Et tous ceux ayant la Foi de s’émerveiller de son stratège.

Des laboratoires, des observatoires et des centres de savoir sortirent de même manière ceux qui cherchaient la vérité de l’Univers. Ceux-là qui l’interrogeaient inlassablement et s’efforçaient de lui poser les questions primordiales, bien loin de la rentabilité et des rendements. À leur tour ils constatèrent l’étreinte de la Femme, de l’Enfant et de l’Homme et affichèrent alors un nouvel éclat au fond de leurs yeux. Ils interpellèrent les Monstres qui invectivaient et prônaient avec entêtement la reprise de l’économie, de la consommation, du tourisme pour le bonheur de leurs administrés.

Regardez ! leur crièrent-ils. Voyez ce que veut le cœur des Hommes ! Constatez la fatuité de votre utopie comptable : ce que désire le monde n’est pas ce que l’on peut tenir entre ses mains. Il est ce que l’on peut serrer entre ses bras !

Les personnes de science admirèrent les guides spirituels et s’égayèrent de voir comme ces derniers avaient raison. Un être microscopique, invisible, avait su terrasser la glorieuse humanité et lui enseigner l’humilité.

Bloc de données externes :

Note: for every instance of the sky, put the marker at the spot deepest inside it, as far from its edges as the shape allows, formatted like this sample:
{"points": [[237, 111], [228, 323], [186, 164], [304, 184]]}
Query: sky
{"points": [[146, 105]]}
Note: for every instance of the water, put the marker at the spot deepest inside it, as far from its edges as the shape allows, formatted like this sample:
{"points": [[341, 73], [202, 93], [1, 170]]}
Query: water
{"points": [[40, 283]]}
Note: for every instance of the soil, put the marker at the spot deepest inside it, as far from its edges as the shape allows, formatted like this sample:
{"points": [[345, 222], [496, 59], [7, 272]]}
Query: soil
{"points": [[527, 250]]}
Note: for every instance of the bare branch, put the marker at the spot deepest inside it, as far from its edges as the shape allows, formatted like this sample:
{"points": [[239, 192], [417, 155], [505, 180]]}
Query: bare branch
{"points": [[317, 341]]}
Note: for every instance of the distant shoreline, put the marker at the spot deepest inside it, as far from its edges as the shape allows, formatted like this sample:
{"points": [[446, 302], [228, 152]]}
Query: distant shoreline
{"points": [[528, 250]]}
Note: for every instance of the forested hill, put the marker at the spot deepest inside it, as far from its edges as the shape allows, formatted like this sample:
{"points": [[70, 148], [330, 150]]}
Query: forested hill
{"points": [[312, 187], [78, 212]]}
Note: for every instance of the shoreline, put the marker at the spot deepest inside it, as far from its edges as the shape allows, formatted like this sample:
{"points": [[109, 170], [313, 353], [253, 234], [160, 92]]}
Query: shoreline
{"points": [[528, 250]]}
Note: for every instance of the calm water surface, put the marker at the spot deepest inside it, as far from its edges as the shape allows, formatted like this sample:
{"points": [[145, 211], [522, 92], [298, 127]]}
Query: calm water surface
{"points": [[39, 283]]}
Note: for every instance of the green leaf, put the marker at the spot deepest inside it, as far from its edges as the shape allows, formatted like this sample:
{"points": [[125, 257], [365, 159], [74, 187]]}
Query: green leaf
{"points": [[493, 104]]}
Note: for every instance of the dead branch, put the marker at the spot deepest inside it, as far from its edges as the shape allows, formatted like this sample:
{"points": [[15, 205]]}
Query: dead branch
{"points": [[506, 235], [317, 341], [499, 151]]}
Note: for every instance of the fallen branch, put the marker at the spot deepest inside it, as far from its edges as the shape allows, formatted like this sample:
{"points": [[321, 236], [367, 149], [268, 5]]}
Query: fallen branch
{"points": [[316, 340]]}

Les explorateurs de la connaissance honorèrent cet univers ayant réagi en stratège pour remettre sur le droit chemin l’une de ses créatures les plus prometteuses.

 

À l’opposé de la grande baie vitrée, deux enfants roulaient l’un sur l’autre en s’échangeant des  poignées d’herbe. Samuel terminait d’essuyer la vaisselle, une oreille attentive aux informations diffusées à la radio.

Depuis le début de la pandémie, les guerres avaient diminué de soixante pour cent, imitées par la criminalité. Les taux de pollution dépassaient même ces chiffres. Aujourd’hui, une moitié de l’humanité reprenait goût à la vie dans ce qu’ils nommaient le monde d’après, pendant que l’autre partie s’efforçait désespérément de ressusciter une société condamnée. Étrangement, la maladie semblait ne s’effacer que chez les partisans de la première solution, indépendamment des précautions prises. Des équipes de recherches, disséminées sur la planète entière, n’y décelaient aucune cohérence. Mais la tendance paraissait se confirmer et de plus en plus d’individus optaient pour cette première solution. L’Italie venait de promulguer un ensemble de Lois visant à encourager les productions alimentaires locales et la limitation des importations d’objets manufacturés.

En même temps que l’Humanité guérissait de sa folie, elle se soignait de la maladie.

Samuel rangea la dernière assiette dans le placard en affichant un demi-sourire, resta un moment les yeux fixés sur sa progéniture, puis posa un baiser sur le front de sa compagne avant de se réfugier au sous-sol, dans son bureau.

Il y jeta un regard empli de fierté sur le vaste planisphère qui occupait tout un pan de mur, cerné de signes cabalistiques. Des centaines d’aiguilles qui la recouvraient une année plus tôt, il n’en restait en moyenne qu’une sur deux. Il tendit le bras vers l’Europe de l’Ouest, et ôta soigneusement une partie de celles qui s’étalaient encore entre Trieste et Palerme. Il les plongea dans le calice empli de sang qui lui faisait face sur son bureau, puis il psalmodia quelques mots dans une langue que nul autre que lui n’avait prononcée à voix haute depuis bien des siècles.

Une petite flammèche verte fusa.

Satisfait, Samuel estima de manière globale le nombre d’aiguilles restantes, avant de regagner l’extérieur. Celles-là attendraient encore un peu : ses enfants grandiraient bientôt sur une Terre nettoyée du monde d’avant.